Ferret missions are a deadly game of electronic warfare, in which real people are killed. The purpose of the game is to fly close enough to an enemy, and threateningly enough, to provoke a reaction. Generally, the first reaction is the use of search and height-finding radars. If the threat appears serious, missile-guidance or anti-aircraft radars may join in. Ground-control interception radars may be brought to bear, and all of this will be accompanied by message traffic, passing orders and observations.

The ferret airplane monitors, records and analyses the enemy transmissions, sometimes jamming or countering them. It works both ways; the enemy, knowing the way the game is played, also may introduce deception and try to confuse or misguide the ferret. If the ferret can be lured into enemy territory, the enemy may very well try to shoot him down. That stops the missions and, by chance, delivers some new electronic warfare equipment to the enemy.

The first loss in ferret missions along the Russian coastlines was a Navy aircraft, probably a Lockheed P2V, shot down in the Baltic on 8 April 1950. On 7 October 1952, a Boeing B-29, possibly from the redesignated (again) 72nd Strategic Reconnaissance Squadron (Photographic) was shot down 6 miles (9.6 km) off Japan's northern island of Hokkaido.

These were the early casualties in a Cold War which often degenerated into a hot engagement. Not only ferret and reconnaissance aircraft were attacked, but innocent commercial airliners were attacked, sometimes shot down, by Communist Bloc fighters during those years. Air France, British European Airways, Cathay Pacific, El Al, KLM and SABENA all suffered losses ranging from a few casualties to the entire aircraft with passengers and crew.

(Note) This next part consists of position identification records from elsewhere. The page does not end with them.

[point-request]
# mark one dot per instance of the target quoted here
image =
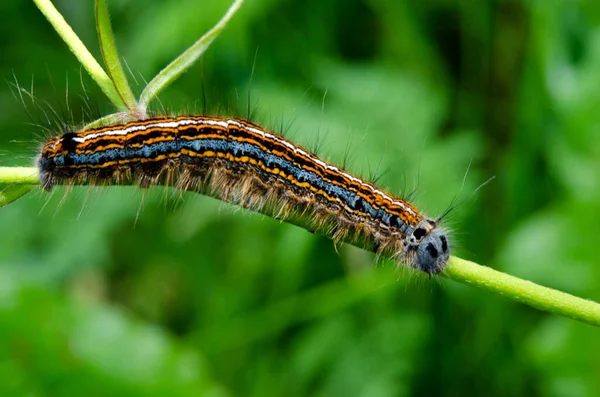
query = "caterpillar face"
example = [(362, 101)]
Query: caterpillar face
[(428, 247)]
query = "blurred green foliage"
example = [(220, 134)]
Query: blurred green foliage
[(121, 292)]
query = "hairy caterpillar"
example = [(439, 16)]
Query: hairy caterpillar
[(241, 163)]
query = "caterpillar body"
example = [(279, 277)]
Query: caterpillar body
[(240, 162)]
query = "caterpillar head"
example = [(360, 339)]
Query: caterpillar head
[(428, 247)]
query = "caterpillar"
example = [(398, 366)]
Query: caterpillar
[(241, 163)]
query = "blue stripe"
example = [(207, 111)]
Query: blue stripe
[(238, 149)]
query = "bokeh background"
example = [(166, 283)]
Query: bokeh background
[(118, 292)]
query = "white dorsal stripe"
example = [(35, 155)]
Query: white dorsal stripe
[(226, 123)]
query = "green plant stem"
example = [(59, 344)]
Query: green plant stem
[(186, 59), (13, 192), (19, 176), (542, 298), (80, 51), (111, 56)]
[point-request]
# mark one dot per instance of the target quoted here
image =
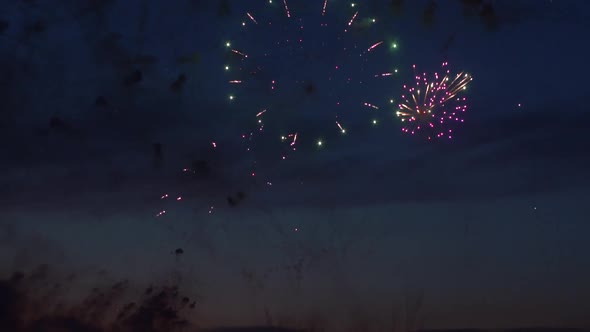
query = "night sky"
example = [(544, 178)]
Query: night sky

In 1954 and again in 1955, Navy ferret missions were attacked. MiG-15s shot down a P2V over the Sea of Japan on 4 September 1954, and attacked a second near the Bering Strait on 23 July 1955. The latter got away to a forced landing in American territory. In September 1958, the Russians apparently lured a Lockheed C-130, carrying a crew of 17, off its course in Turkey. It crossed the border into Soviet Armenia, and was shot down near Yerevan.